On Thursday, both the Erie County Legislature and Buffalo Common Council made decisions regarding their fiscal issues.
To use a sports analogy, both the legislature and common council took a timeout as lawmakers hope federal money comes in at the levels they are expecting.
In the legislature lawmakers along party lines approved an extension for Erie County Executive Mark Poloncarz to submit a plan on how his administration will address the deficit.
That deadline is now early June.
Earlier this month, comptroller Stefan Mychajliw projected a shortfall around $200 million.
Democrats on the legislature say giving Poloncarz time additional time, preserves jobs while awaiting new figures on state and federal aid.
Members of the Republican Caucus want a plan now and believe the extension was illegal and against the county charter.
With regards to the City of Buffalo, Mayor Byron Brown says the city is facing a $15 million deficit.

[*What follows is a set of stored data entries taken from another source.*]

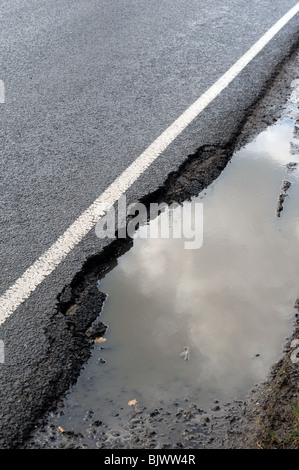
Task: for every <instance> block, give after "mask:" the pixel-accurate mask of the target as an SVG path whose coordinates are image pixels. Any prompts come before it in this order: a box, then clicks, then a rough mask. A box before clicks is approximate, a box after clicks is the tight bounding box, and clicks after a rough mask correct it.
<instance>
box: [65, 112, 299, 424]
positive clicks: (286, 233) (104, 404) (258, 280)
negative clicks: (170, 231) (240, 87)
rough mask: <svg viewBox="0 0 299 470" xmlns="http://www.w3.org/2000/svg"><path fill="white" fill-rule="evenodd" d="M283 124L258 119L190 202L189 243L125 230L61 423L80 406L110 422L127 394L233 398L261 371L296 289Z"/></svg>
mask: <svg viewBox="0 0 299 470" xmlns="http://www.w3.org/2000/svg"><path fill="white" fill-rule="evenodd" d="M293 131H294V120H293V119H285V120H282V121H280V122H278V123H277V124H276V125H274V126H272V127H269V128H268V129H267V130H266V131H264V132H262V133H261V134H260V135H259V136H258V137H257V138H256V139H255V140H254V141H253V142H251V143H250V144H248V145H247V146H246V147H245V148H243V149H241V150H239V151H238V152H236V153H235V155H234V156H233V158H232V160H231V162H230V164H229V165H228V166H227V167H226V169H225V170H224V171H223V173H222V174H221V176H220V177H219V178H218V179H217V180H216V181H215V182H214V183H213V184H212V185H211V186H210V187H209V188H208V189H207V190H205V191H204V192H202V193H201V194H199V195H198V197H197V198H195V199H194V200H193V202H194V201H197V202H201V203H203V208H204V217H203V222H204V225H203V245H202V247H201V248H199V249H197V250H187V249H185V245H184V242H185V240H184V239H157V238H155V239H152V238H138V236H137V237H136V239H135V240H134V244H133V247H132V248H131V249H130V250H129V251H127V252H126V253H125V254H123V255H122V256H121V257H120V258H119V259H118V261H117V265H116V267H114V268H113V269H111V271H110V272H108V273H107V274H105V276H104V278H103V279H101V281H100V289H101V290H102V291H103V292H105V293H107V294H108V298H107V300H106V302H105V305H104V309H103V314H102V320H103V321H104V322H105V323H106V324H107V325H108V327H109V328H108V330H107V333H106V337H105V339H106V341H105V342H103V343H95V346H94V351H93V354H92V357H91V359H90V360H89V362H88V364H87V365H86V367H85V368H84V371H83V373H82V374H81V376H80V378H79V380H78V383H77V384H76V386H75V387H74V388H73V390H72V391H71V393H70V394H69V395H68V397H67V399H66V400H65V408H64V413H63V414H62V416H60V418H59V423H58V424H60V425H61V427H62V428H65V427H66V428H69V426H70V424H71V425H72V427H73V428H76V427H77V428H79V429H80V426H82V419H83V417H84V416H85V414H86V411H87V410H93V412H94V413H95V415H96V416H97V417H100V418H101V419H102V420H103V421H104V422H105V423H108V425H109V424H110V425H111V423H112V422H113V420H114V424H115V418H118V419H121V415H122V413H126V414H127V413H128V412H129V411H130V407H129V405H128V403H129V402H130V401H131V400H133V399H136V400H137V403H139V404H140V405H142V406H146V407H148V408H157V407H159V406H165V403H166V404H167V403H170V402H173V401H175V400H179V401H182V400H183V399H185V398H188V399H192V400H195V401H196V402H197V403H198V404H199V405H200V406H201V407H208V406H211V404H212V403H213V401H214V400H215V399H217V400H221V401H230V400H231V399H233V398H237V399H244V398H245V396H246V394H247V393H248V392H249V391H250V389H251V388H252V387H253V386H254V385H255V384H256V383H259V382H260V381H262V380H264V379H265V377H266V376H267V374H268V372H269V371H270V368H271V366H272V365H273V364H274V363H275V361H277V360H278V358H279V357H280V355H281V353H282V348H283V345H284V342H285V339H286V337H287V336H289V334H290V332H291V329H292V322H293V318H294V302H295V300H296V298H297V296H298V278H299V252H298V248H297V244H298V236H299V212H298V204H297V201H298V200H299V170H297V166H296V164H297V162H299V159H298V156H296V155H295V152H294V145H295V144H296V139H295V138H294V134H293ZM290 163H294V164H291V165H290ZM284 181H289V182H290V183H291V185H287V186H285V185H284V183H283V182H284ZM284 190H285V194H286V197H285V198H284V200H283V210H282V212H280V213H279V215H280V217H278V216H277V215H278V214H277V212H276V210H277V201H278V197H279V195H280V194H282V193H284ZM186 204H189V203H188V202H187V203H186ZM185 346H187V347H188V348H189V350H190V357H189V360H187V361H186V360H184V357H182V355H181V352H182V350H183V348H184V347H185Z"/></svg>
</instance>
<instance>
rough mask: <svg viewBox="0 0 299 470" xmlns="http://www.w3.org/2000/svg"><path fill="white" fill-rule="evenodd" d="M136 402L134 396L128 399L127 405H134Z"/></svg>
mask: <svg viewBox="0 0 299 470" xmlns="http://www.w3.org/2000/svg"><path fill="white" fill-rule="evenodd" d="M136 403H137V400H136V398H134V399H133V400H130V401H129V402H128V405H129V406H132V405H136Z"/></svg>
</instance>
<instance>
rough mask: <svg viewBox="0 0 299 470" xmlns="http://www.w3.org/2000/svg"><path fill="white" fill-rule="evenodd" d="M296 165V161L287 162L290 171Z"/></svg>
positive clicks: (293, 169)
mask: <svg viewBox="0 0 299 470" xmlns="http://www.w3.org/2000/svg"><path fill="white" fill-rule="evenodd" d="M297 166H298V163H297V162H290V163H287V169H288V170H290V171H293V170H295V169H296V168H297Z"/></svg>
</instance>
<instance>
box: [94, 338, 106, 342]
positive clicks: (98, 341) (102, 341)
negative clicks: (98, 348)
mask: <svg viewBox="0 0 299 470" xmlns="http://www.w3.org/2000/svg"><path fill="white" fill-rule="evenodd" d="M94 341H95V343H105V341H107V339H106V338H102V337H100V338H96V339H95V340H94Z"/></svg>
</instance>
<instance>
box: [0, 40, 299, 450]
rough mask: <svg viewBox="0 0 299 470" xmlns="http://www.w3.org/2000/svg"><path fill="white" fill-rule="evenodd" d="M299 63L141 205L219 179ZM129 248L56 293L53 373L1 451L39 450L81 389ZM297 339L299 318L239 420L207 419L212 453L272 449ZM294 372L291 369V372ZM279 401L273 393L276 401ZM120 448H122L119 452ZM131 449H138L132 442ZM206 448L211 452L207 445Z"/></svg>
mask: <svg viewBox="0 0 299 470" xmlns="http://www.w3.org/2000/svg"><path fill="white" fill-rule="evenodd" d="M297 46H298V44H297ZM298 57H299V56H298V52H297V47H296V46H295V47H294V48H293V49H292V52H291V53H290V54H289V55H288V56H287V57H286V58H285V60H284V62H283V63H282V64H279V66H278V67H277V69H276V72H275V74H274V75H275V78H274V76H273V77H272V78H273V80H269V82H268V83H267V84H266V85H265V86H264V88H263V90H262V91H261V94H260V96H259V97H258V99H257V100H256V102H255V104H254V105H253V106H251V108H250V109H249V110H248V113H247V115H246V116H245V117H244V120H243V122H242V123H241V125H240V130H239V132H238V133H236V135H235V136H234V137H233V138H232V139H231V140H230V142H228V143H227V144H226V145H225V146H218V145H217V144H215V145H209V146H202V147H201V148H199V149H198V150H197V151H196V152H195V153H194V154H193V155H189V156H188V157H187V158H186V160H185V161H184V163H183V164H182V165H181V166H180V167H179V169H178V170H177V171H175V172H172V173H171V174H170V175H169V176H168V178H167V179H166V181H165V183H164V185H163V186H162V187H160V188H158V190H156V191H155V192H154V193H152V194H150V195H148V196H146V197H144V198H142V199H141V201H139V202H143V203H144V204H146V205H149V204H150V203H151V202H161V201H163V202H166V203H170V202H178V203H182V202H183V201H185V200H188V199H190V198H191V197H192V196H196V195H197V194H198V193H199V192H201V191H202V190H203V189H205V188H207V187H208V186H209V185H210V184H211V183H212V182H213V181H214V180H215V179H216V178H218V176H219V175H220V174H221V172H222V171H223V169H224V168H225V167H226V165H227V164H228V162H229V161H230V159H231V157H232V155H233V153H234V152H235V151H236V150H238V149H239V148H241V147H242V146H244V145H246V143H248V142H249V141H250V140H252V139H253V138H254V137H255V136H256V135H257V134H258V133H260V132H261V131H262V130H263V129H265V128H266V127H267V126H269V125H271V124H273V123H274V122H275V121H276V120H278V119H279V117H280V115H281V113H282V111H283V109H284V106H285V103H286V101H287V97H288V96H289V94H290V82H291V81H292V80H293V79H294V78H295V77H294V74H295V75H296V70H298V63H299V58H298ZM131 244H132V240H131V239H116V240H115V241H114V242H112V243H111V244H110V245H108V246H106V247H105V248H104V249H103V250H102V252H101V253H98V254H96V255H94V256H92V257H90V258H89V259H88V260H87V261H86V262H85V264H84V265H83V267H82V270H81V271H80V272H78V273H77V274H76V275H75V277H74V279H73V281H72V282H71V284H70V285H67V286H65V287H64V289H63V290H62V292H61V293H60V294H59V295H58V297H57V308H56V312H55V314H54V315H53V316H52V318H51V321H50V325H49V326H47V328H46V330H45V335H46V338H47V340H48V343H49V347H48V354H49V356H48V361H47V364H43V365H41V369H40V370H39V371H37V373H39V374H46V373H48V374H49V377H51V379H50V380H49V381H48V383H47V384H46V386H45V387H44V388H43V390H42V393H37V394H36V395H35V396H34V397H32V396H29V393H28V392H27V389H26V390H24V393H25V396H24V399H25V401H26V394H28V397H27V400H28V403H29V407H28V409H29V410H30V412H29V413H28V415H27V417H25V418H24V420H23V421H21V422H20V423H19V426H18V427H11V428H10V429H6V431H7V432H6V433H5V437H4V438H2V437H1V439H0V446H2V447H4V448H5V447H6V448H7V447H8V448H17V447H22V446H25V447H31V448H34V447H38V446H39V443H38V439H35V437H34V436H36V433H38V432H39V430H40V429H43V428H44V427H45V426H47V420H48V416H49V413H51V412H53V411H55V409H57V404H58V403H59V402H60V401H61V400H62V399H63V397H64V396H65V394H66V393H67V391H68V390H69V388H70V387H71V386H72V385H74V384H75V383H76V380H77V379H78V377H79V375H80V371H81V370H82V367H83V365H84V364H85V363H86V361H87V360H88V358H89V357H90V355H91V351H92V345H93V343H94V338H95V337H96V336H99V335H103V334H105V331H106V328H107V326H106V325H104V324H103V323H102V322H101V319H100V318H101V311H102V307H103V304H104V302H105V294H103V293H101V292H99V290H98V288H97V285H96V282H97V279H98V276H99V275H100V274H103V273H104V272H105V270H107V269H110V265H111V261H112V260H113V259H116V258H117V257H118V256H119V255H120V254H122V253H123V252H124V251H125V250H128V249H129V248H130V246H131ZM297 337H298V316H297V321H296V323H295V326H294V334H293V336H292V338H290V339H289V341H288V343H287V345H286V350H285V351H286V352H285V356H284V358H282V360H281V361H279V363H278V364H276V365H274V368H273V371H272V373H271V376H270V377H269V380H268V381H266V382H265V383H264V384H262V385H261V386H260V387H261V389H259V390H258V391H257V390H254V391H253V392H252V393H251V394H250V395H249V397H248V400H246V401H244V403H242V405H240V403H239V404H238V406H237V412H236V410H235V409H234V411H233V412H232V410H230V411H228V412H227V413H229V416H231V417H232V416H233V415H234V418H233V419H227V418H228V417H229V416H228V415H227V414H224V416H223V419H222V418H220V417H219V414H218V415H216V417H215V420H214V421H213V419H212V420H211V421H210V422H213V423H214V424H213V427H214V431H215V437H213V438H212V447H232V448H235V447H263V446H267V445H274V444H273V439H272V438H273V434H271V442H270V443H269V440H268V443H267V439H266V437H267V435H265V433H263V425H264V422H265V420H266V417H265V414H266V415H267V409H268V410H269V407H270V406H273V403H272V402H271V400H270V401H269V402H268V400H269V387H273V386H274V388H275V386H276V390H277V393H278V398H276V399H277V400H278V399H279V397H280V395H281V393H282V392H281V390H282V389H281V387H282V388H283V391H284V393H287V392H286V389H288V387H289V392H288V393H291V394H292V395H294V393H295V392H294V387H295V388H296V383H294V380H295V382H296V379H297V387H298V371H297V369H296V370H295V375H294V374H293V375H294V377H293V376H292V377H291V378H290V374H291V373H293V372H294V371H293V368H292V367H291V366H290V364H289V354H290V351H291V349H290V344H291V341H292V339H294V338H297ZM287 365H288V367H287ZM289 367H291V369H292V370H290V371H289ZM281 374H282V375H283V376H284V375H285V377H287V378H286V379H285V380H286V381H284V382H283V385H279V381H278V377H281V376H282V375H281ZM296 374H297V375H296ZM32 380H34V377H33V379H32ZM271 384H272V385H271ZM273 384H276V385H273ZM288 384H289V385H288ZM29 388H30V387H29ZM271 390H272V388H271ZM39 392H40V391H39ZM274 395H275V394H273V391H272V392H271V397H272V398H273V400H274ZM258 396H259V397H260V398H259V401H258V400H257V397H258ZM32 400H33V401H34V403H33V402H32ZM297 400H298V397H297ZM31 402H32V403H31ZM30 403H31V404H32V406H30ZM256 403H259V405H256ZM275 403H276V402H275ZM271 404H272V405H271ZM281 406H283V402H281ZM257 407H258V409H257ZM236 415H237V417H236ZM257 415H258V416H259V418H257ZM219 420H220V421H219ZM205 423H207V421H205ZM217 423H218V424H219V425H218V428H219V429H220V431H218V432H216V430H215V426H216V424H217ZM220 423H221V424H220ZM223 423H224V424H223ZM228 423H229V425H228ZM261 423H262V424H261ZM216 428H217V426H216ZM260 433H261V434H260ZM268 436H270V434H268ZM193 442H194V441H193ZM121 445H122V444H121V443H118V446H119V447H121ZM131 445H133V444H132V443H131ZM189 445H190V443H189ZM197 445H198V446H200V444H199V441H197V442H196V443H195V445H194V447H196V446H197ZM275 445H278V444H275ZM203 446H204V447H206V443H204V444H203Z"/></svg>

Council members delayed a vote on the budget by two weeks.
"This budget, delaying it by 14 days is not going to cut a job, is not going to layoff a person it's going to give us some time to have a little bit more certainty about where the government is heading or what these contingency plans are," said council member David Rivera.
Some council members said the city is kicking the can down the road.
A spokesperson for Poloncarz says their office is still awaiting plans from departments on how they would reduce their budgets by 13 percent, and that a full deficit plan should be done in the first week of June.
Here is the full statement:
"All county departments are currently completing those plans and should be done by tomorrow (Friday); the next week will be spent reviewing recommendations, making changes, and finalizing a plan, which should be done by the first week in June. Too early to tell what extent cuts might be; there is the possibility of further federal aid ameliorating some of the budget crunch and the picture on that isn't totally clear yet."
One of the county's largest departments is the sheriff's office. They say they have already submitted their budget reduction options.
"The Sheriff’s Office submitted a budget reduction plan to the county executive within his stated timeline. The agency provided the county executive with multiple options that reduce the operating budget and propose efficiencies for the office. This office will not discuss its proposal or its details until a final decision regarding the 2020 County Budget is announced," a spokesperson for the sheriff's office said.